Image: © Tatiana Shepeleva / Shutterstock

Can a computer create a scholarly digital edition? Can a computer compare multiple texts, identify the order in which they were perhaps written, critically judge whether one text is ‘better’ than another, and then produce an authoritative variorum edition? The answer is increasingly: yes, the computer can do all of these things. In this post Michael J Pidd, who oversees the work of HRI Digital at the University of Sheffield’s Humanities Research Institute, explores how computational processes have become central to achieving the kinds of editions that we require today. It is based on a talk given in March at Cologne’s DIXIT Convention.

It is generally agreed that a scholarly edition is the selection, annotation and presentation of primary source evidence in ways that are reliable for scholarly use. A digital edition is one that, at a minimum, makes an edition accessible to its readers using digital media as opposed to printed media. A digital edition can be entirely hand-crafted by humans, whereas a computer-aided edition uses computational techniques to perform some of the selection and annotation of primary source evidence. In a computer-aided edition, the computer performs some of the critical thinking tasks that we traditionally associate with scholarly editing. A computer-aided edition does not necessarily mean that the end result is a digital edition. The end result could be a printed book.

In Sheffield we have been developing scholarly editions for more than 20 years. During that time we have found ourselves asking computers to undertake more and more critical thinking tasks as our desire to create editions from large collections of primary sources has increased, but the funds to create them has decreased. On some projects the scholarly editor is now reduced to performing a critical review of work that is the product of algorithms.

For example, the Digital Panopticon project, led by the University of Liverpool, aims to trace the lives of 90,000 people who were convicted at the Old Bailey and sentenced to death, imprisoned or transported to Australia between 1780 and 1875. The end result will be an online edition of 45 historical sources and almost 90,000 biographies.

The convicts are incredibly well documented thanks to the obsessive and meticulous record-keeping of the British colonial prison system. We know everything about their lives, including health and biometrics, during and after their incarceration. However, what we do not know is whether ‘John Smith’ in Document A and ‘John Smith’ in Document B were the same person. This is the project’s chief technical challenge: nominal record linkage. We need to trace the lives of 90,000 individuals across 45 historical sources, and many of them have common names.

The task is a form of family history on speed.
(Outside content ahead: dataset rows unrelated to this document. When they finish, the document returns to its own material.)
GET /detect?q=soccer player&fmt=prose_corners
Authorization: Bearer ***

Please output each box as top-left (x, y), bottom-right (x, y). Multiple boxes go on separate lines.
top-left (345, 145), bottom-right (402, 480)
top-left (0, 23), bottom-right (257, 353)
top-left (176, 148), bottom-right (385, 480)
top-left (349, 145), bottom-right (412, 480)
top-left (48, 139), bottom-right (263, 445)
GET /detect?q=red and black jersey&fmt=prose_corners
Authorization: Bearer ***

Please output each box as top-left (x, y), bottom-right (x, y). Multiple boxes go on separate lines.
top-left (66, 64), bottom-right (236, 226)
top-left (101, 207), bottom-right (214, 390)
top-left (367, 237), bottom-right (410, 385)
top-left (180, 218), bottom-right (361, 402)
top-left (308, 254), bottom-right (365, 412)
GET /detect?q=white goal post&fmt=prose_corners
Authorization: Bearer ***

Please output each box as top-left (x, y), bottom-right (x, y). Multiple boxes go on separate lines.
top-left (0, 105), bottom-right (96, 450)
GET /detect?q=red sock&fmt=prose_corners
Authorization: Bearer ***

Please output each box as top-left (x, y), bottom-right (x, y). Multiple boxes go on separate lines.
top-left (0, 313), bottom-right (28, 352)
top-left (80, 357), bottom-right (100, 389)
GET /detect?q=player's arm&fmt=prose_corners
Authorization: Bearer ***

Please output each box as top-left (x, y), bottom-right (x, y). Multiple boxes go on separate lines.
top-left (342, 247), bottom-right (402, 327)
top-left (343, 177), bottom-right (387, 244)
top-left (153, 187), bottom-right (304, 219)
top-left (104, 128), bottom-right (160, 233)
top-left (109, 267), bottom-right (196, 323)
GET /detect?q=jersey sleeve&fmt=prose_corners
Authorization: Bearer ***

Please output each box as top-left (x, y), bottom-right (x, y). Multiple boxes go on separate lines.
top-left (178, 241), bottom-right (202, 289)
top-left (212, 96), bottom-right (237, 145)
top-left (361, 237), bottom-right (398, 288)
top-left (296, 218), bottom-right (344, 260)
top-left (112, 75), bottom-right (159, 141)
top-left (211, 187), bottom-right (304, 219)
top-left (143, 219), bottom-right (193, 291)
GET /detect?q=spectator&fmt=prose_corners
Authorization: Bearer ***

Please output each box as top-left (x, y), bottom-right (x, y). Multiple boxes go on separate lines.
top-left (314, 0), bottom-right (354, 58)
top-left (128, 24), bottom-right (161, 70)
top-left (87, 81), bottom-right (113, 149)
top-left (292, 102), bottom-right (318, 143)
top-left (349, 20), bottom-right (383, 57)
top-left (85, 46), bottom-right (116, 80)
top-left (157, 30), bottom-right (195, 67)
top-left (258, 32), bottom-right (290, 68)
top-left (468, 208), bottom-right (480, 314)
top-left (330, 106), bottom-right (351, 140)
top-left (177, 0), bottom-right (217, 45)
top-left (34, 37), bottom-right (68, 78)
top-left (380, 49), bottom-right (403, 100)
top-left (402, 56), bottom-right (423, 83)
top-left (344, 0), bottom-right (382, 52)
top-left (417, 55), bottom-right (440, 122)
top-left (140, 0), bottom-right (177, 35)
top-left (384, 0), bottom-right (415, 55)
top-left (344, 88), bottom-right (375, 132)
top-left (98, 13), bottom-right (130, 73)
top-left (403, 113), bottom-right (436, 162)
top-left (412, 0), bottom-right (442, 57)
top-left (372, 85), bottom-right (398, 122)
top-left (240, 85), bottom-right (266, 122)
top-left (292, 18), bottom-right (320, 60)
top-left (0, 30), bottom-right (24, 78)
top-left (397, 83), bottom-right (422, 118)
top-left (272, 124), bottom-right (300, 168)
The scale and complexity of the decision-making process is such that we can only undertake the record linkage computationally, using methods developed by the project’s technical lead, Jamie McLaughlin. We have to train the computer to identify contextual information that tells us something about each person’s name, and then compare this with information that appears in every other document. During the comparison the computer has to apply rules that are perhaps obvious to us, such as: a person cannot die twice; a person cannot be in multiple places at the same time; and a person is unlikely to live beyond 120.

We also have to train the computer to be cognisant of the problems that can occur in record keeping. For example, a convict might spell his or her name in different ways; documents might use different terminology for describing the same crime; and information might not be accurate due to lazy or unknowledgeable civil servants. Sometimes people simply disappear from the records, leaving us to ponder whether the disappearance is genuine (eg due to death) or our algorithms are wrong. This type of record linkage can be difficult for humans to unravel, especially when dealing with common names. It is just as difficult for computers.

Digital Panopticon reveals the most common reason for using computer-aided techniques: the scale of the data is too great and the complexity of the critical thinking task is too labour intensive for humans alone. Many years earlier we became acutely aware of the limits of human endeavour during the creation of our online edition of John Foxe’s Acts and Monuments (often referred to as his Book of Martyrs).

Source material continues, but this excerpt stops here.